Manage Tags¶
Lance, much like Git, employs the LanceDataset.tags
property to label specific versions within a dataset's history.
Tags are particularly useful for tracking the evolution of datasets,
especially in machine learning workflows where datasets are frequently updated.
For example, you can create, update,
and delete or list tags.
Note
Creating or deleting tags does not generate new dataset versions.

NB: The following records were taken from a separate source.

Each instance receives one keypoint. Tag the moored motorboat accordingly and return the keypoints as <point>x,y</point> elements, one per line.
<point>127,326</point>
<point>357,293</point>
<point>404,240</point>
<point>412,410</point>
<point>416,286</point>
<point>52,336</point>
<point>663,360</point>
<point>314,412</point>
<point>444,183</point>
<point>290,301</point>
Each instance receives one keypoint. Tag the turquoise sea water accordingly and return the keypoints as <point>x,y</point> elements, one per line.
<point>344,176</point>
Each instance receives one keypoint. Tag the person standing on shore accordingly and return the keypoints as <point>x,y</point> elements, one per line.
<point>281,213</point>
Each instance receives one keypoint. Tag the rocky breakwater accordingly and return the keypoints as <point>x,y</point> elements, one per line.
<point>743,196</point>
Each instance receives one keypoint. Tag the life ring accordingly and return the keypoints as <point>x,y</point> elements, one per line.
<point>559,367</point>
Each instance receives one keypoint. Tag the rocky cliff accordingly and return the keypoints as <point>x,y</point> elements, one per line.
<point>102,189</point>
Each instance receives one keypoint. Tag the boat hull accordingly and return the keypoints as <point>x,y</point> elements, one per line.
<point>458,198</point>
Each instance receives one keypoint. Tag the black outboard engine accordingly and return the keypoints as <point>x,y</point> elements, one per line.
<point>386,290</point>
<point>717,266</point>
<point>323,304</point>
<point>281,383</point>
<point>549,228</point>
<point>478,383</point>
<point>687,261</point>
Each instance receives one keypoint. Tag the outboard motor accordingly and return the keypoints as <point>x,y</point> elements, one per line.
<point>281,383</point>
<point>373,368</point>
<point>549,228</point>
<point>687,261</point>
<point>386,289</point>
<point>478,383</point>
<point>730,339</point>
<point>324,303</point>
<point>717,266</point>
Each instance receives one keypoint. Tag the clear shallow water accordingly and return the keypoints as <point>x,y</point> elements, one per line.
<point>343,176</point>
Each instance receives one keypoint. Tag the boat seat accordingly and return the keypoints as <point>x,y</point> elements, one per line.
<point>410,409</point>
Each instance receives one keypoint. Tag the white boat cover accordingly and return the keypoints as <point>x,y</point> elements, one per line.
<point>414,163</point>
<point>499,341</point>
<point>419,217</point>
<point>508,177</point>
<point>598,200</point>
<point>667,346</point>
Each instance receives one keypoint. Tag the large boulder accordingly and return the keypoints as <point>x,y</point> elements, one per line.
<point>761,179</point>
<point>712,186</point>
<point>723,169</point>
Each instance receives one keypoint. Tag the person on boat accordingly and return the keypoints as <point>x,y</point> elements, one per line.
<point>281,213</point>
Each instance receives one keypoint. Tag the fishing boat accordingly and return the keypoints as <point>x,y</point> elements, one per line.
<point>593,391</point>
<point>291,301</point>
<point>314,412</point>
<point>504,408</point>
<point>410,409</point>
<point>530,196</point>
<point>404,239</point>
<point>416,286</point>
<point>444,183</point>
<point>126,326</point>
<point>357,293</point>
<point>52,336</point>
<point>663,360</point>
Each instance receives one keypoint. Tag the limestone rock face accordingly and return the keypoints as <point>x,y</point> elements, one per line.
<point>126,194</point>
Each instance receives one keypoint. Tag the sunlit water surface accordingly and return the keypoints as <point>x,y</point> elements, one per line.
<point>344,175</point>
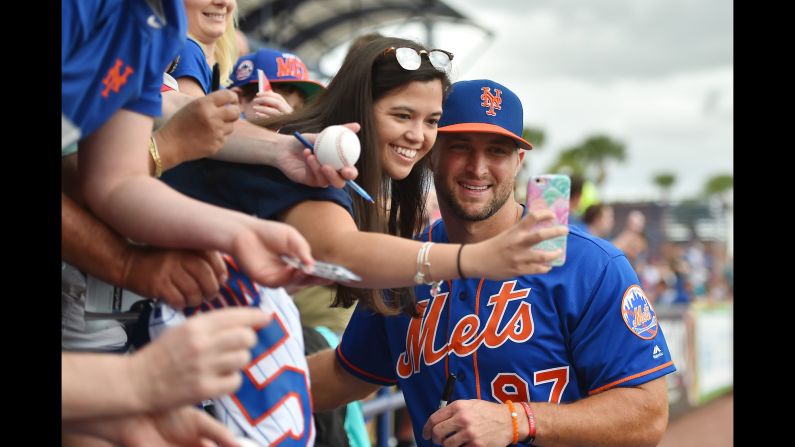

Tags exist as auxiliary metadata stored in a separate directory.
import lance
ds = lance.dataset("./tags.lance")
print(len(ds.versions()))
# 2
print(ds.tags.list())
# {}
ds.tags.create("v1-prod", 1)
print(ds.tags.list())
# {'v1-prod': {'version': 1, 'manifest_size': ...}}
ds.tags.update("v1-prod", 2)
print(ds.tags.list())
# {'v1-prod': {'version': 2, 'manifest_size': ...}}
ds.tags.delete("v1-prod")
print(ds.tags.list())
# {}
print(ds.tags.list_ordered())
# []
ds.tags.create("v1-prod", 1)
print(ds.tags.list_ordered())
# [('v1-prod', {'version': 1, 'manifest_size': ...})]
ds.tags.update("v1-prod", 2)
print(ds.tags.list_ordered())
# [('v1-prod', {'version': 2, 'manifest_size': ...})]
ds.tags.delete("v1-prod")
print(ds.tags.list_ordered())
# []
Note
Tagged versions are exempted from the LanceDataset.cleanup_old_versions()
process.
To remove a version that has been tagged, you must first LanceDataset.tags.delete()
the associated tag.